Web Generator

[email protected]

1 Description

This document describes my ideas for an ultimate website generator. I haven’t decided on a name yet.

2 Goals

The whole goal of this system is to make creating correctly-formatted websites and pages as painless as possible, applying the same transformation techniques used by software developers to generate complex pieces of software.

2.1 Automated Features

Computers are all about automation. If you wanted to do things manually, you wouldn’t need a computer.

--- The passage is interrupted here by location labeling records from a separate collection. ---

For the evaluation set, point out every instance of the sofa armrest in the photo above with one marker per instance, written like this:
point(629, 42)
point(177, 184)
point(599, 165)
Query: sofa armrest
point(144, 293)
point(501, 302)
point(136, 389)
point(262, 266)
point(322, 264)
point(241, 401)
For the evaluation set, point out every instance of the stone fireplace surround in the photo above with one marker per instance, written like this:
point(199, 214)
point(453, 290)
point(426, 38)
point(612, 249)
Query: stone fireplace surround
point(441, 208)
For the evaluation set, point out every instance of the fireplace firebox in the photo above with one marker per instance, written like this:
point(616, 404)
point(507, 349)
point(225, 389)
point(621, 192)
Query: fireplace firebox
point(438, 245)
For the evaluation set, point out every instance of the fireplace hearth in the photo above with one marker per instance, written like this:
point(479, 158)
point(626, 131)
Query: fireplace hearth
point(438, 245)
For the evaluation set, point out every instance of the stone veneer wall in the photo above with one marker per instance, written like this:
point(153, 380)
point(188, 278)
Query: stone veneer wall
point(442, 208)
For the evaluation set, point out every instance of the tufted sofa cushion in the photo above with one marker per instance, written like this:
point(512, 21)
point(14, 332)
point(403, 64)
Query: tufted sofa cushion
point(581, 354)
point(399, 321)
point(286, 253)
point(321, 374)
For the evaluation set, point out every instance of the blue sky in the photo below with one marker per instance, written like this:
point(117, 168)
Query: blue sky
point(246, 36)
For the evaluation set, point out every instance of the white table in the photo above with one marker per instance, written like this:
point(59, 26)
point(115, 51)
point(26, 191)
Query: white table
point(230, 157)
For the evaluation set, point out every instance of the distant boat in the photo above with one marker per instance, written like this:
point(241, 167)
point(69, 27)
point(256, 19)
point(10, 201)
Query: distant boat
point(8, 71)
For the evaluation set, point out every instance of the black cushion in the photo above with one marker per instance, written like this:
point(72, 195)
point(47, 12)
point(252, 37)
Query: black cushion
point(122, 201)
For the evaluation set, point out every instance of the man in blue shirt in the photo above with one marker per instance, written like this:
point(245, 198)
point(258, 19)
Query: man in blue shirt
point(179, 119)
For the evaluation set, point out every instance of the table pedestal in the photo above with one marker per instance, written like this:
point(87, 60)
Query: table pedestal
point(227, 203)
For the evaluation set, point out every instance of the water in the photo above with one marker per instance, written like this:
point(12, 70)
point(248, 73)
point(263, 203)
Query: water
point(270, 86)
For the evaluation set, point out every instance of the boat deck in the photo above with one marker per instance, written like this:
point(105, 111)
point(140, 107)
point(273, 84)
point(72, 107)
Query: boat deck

automatically check for dead links (see linkchecker and other link checking software)
automatically verify correctness of HTML content (see w3c quality assurance tools) or possibly even fix it (see tidy)
potentially create a changelog of some kind - possibly a blog - which indicates what parts of the website(s) have been updated
potentially create index.html files that link to all of the things in the source tree; creating a new project shouldn’t require manually editing HTML indices

2.1.1 Program Support

export things (code, possibly HTML) from VC (CVS, svn, hg, git, etc.)
make code tarballs, debian archives, RPMs, etc.
GPG-sign code and possibly even webpages (see gpg-agent)
create convenient links for README and INSTALL files (in txt and HTML formats, maybe others)
extract a DESCRIPTION file and use it as the text for the link to the project on some kind of index page
optionally create mailing lists or VC repositories for the projects

2.2 Source Formats

Support static blog generators
Convert from LyX to HTML and PDF (or whatever suits your fancy). This is a little more difficult than it seems, since the output of lyx->HTML generation can create multiple files, making tools such as “make” difficult to use for this purpose.
Support other popular markup formats that make life easier than writing raw HTML (e.g. Plain Old Documentation)

2.3 Output Formats

It should be capable of generating any kind of file format, really.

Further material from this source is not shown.